La vi allí, una figura solitaria, mirando por encima de la pared del delta.

—Los más solos —dije— son aquellos a los que el amor ha visitado y abandonado.

El ataque del tarn fue repentino. Llevaba días esperando que ocurriese. Surgió de una capa de nubes, como un trueno producido por el batir de sus alas.

La sirena de alarma sonó casi de inmediato. Se oyeron gritos.

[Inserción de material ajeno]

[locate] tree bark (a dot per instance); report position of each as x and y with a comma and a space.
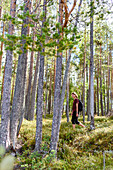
46, 90
40, 94
5, 117
49, 96
84, 81
91, 70
67, 95
19, 92
28, 95
101, 98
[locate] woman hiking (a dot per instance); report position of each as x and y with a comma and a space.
75, 111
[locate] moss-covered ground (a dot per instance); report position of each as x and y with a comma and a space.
79, 149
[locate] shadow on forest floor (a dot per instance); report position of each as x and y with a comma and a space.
79, 149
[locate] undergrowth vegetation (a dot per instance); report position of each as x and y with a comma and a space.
80, 149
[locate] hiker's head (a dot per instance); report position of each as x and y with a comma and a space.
74, 95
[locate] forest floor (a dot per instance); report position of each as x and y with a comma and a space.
79, 149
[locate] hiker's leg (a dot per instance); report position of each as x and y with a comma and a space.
73, 126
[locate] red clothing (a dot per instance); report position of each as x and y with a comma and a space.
74, 105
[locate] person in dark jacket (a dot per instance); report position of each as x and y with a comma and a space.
75, 111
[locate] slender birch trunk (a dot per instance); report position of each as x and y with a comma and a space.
67, 95
46, 90
98, 87
84, 81
91, 70
28, 95
49, 96
40, 94
5, 117
19, 93
101, 97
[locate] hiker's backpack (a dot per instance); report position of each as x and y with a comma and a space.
80, 106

Las garras del tarn golpearon la pared del delta y sin dejar de batir las alas se quedó sujeto allí, dando un grito y lanzando la cabeza hacia atrás. Vi durante un momento el casco del guerrero y su mano extendida hacia abajo. Oí gritar a la muchacha y la vi correr hacia la silla del tarn para cogerse a la mano.

—¡No! —le dije a Thurnock sujetando la flecha con mi mano y apartándola hacia un lado.

Me miró furioso.

—¡No! —le dije, tajante.

Vi la figura tocada con el casco volverse hacia atrás en la silla y, con un gesto imperioso, arrojar un objeto pesado y oscuro sobre el camino de piedra que había detrás del muro. Cuando mis hombres comenzaban a movilizarse y arrojar algunas de sus flechas de ballesta contra él, el tarn gritó, y batiendo las alas comenzó a alzarse hacia el oscuro cielo, hacia las lunas de Gor.

—¡Podía haberle atravesado! —exclamó Thurnock.

—¿Es un ataque? —oí gritar por detrás mío.

—¡No! —ordené—. ¡Volved a vuestros aposentos y descansad!

—¡Has perdido a la muchacha! —gritó Thurnock—. ¡Se la han llevado!

—Tráeme el objeto que ha arrojado sobre el camino de piedra detrás del muro del delta.

Thurnock fue a recogerlo y regresó con él. Era un enorme portamonedas, lleno de oro. Conté las monedas a la luz de la luna. Había cien y eran de oro puro. Cada una llevaba el símbolo de la ciudad de Treve.

—Thurnock —le dije—, tomémonos ahora esa copa de paga y retirémonos. Hemos de levantarnos temprano, pues la Dorna y la Venna y la Tela han de ser inspeccionadas.

—Sí, mi capitán —dijo Thurnock—. ¡Sí!